Of the people interviewed for this issue, Stefano Pessina may well have the biggest impact on Central Pennsylvania in 2016.
The billionaire is CEO of Walgreens Boots Alliance, which is aiming to complete a $17.2 billion acquisition of Cumberland County-based Rite Aid Corp. by next year.
Despite a busy international travel schedule, the Italian-born pharmaceutical magnate took time to answer questions about his early life, his rise to prominence and what the proposed merger could mean for Rite Aid, one of Pennsylvania’s 18 Fortune 500 companies.
Pessina, 74, also reflected on what other international opportunities could beckon for his Illinois-based corporation.
Q: Your academic training was in nuclear engineering. Do you ever regret not pursuing a scientific career? And how did that training ultimately prepare you for your life’s work in the pharmaceutical industry?
Lives: Monte Carlo, Monaco
College: Polytechnic University of Milan
Career recap: Pessina took over his family’s Italian pharmaceutical business four decades ago. He expanded it through a series of mergers and acquisitions, including a 2005 union with venerable British chain Boots. Merged with U.S.-based Walgreens in a two-step process that was completed in 2014. He became CEO of Walgreens Boots Alliance in July 2015 after a period as interim CEO.
A: I don’t regret it at all.
I actually started out in academia for a period of time after obtaining my degree, but moved to a private research firm and got my first taste of working in a large company. When I decided to get involved with my family’s business, and had the opportunity to run our pharmaceutical wholesaling company, I took it and never looked back. I think my studies were very useful, and I often say that my engineer mindset is still very much with me: I like building things, understanding how things work and trying to make them work most efficiently.
Which of your professional accomplishments to date are you most proud of? Which has been the most challenging?
We’ve been fortunate to have a number of important events in the evolution of our company … and frankly each of them, especially those that I call ‘transformational deals,’ have been instrumental steps to get where we are today. And then each of them came with its own challenges that we had to overcome. You could say that, for example, the choice to go international and expand from Italy was a key passage, but equally the merger with Boots when we were Alliance Unichem was crucial for our growth. And so was our deal with Walgreens; without it, we would not be the global company we are now.
So, sorry I can’t pick one.
However, I can tell you that I am proud of how we have built a strong leadership team for this company. They work very well together, some have done so for many years, but also we’ve managed to add fresh talent every time new companies joined the group. I consider this a great success, and I intend to continue cultivating the team and including new valuable people as we encounter them.
Speaking of the Rite Aid deal, you have said the goal is not to seek increased negotiating power vis-à-vis insurers and benefits managers. But is such increased bargaining power a likely outcome?

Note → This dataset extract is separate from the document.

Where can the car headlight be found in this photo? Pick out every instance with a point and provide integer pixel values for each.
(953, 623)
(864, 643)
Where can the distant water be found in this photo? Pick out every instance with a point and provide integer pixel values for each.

And if so, how would that benefit the corporation — and consumers?
The Rite Aid acquisition will not change the rules of the game with insurers and PBMs. There continues to be a wide choice of pharmacies and mail order in the market, and that won’t change. The industry will remain very fragmented. This acquisition won’t give us any additional advantage with insurers and PBMs, and we didn’t include any such potential advantages in our analysis of the transaction.
Decisions about integrating the two companies “will be made over time,” a Walgreens corporate statement indicated. Do you have a vision for how long the Rite Aid brand might ultimately survive separate from Walgreens?
For now, Rite Aid is expected to initially operate under its existing brand. Overall, our goal will be to create a fully harmonized network of stores, which can be achieved in a variety of ways and not only by having the same store brand across the network. For example, many years after the Duane Reade acquisition and integration with Walgreens, the New York stores still trade under their popular Duane Reade brand. In some locations, the Rite Aid brand is especially popular with customers and frankly more recognizable than the Walgreens brand.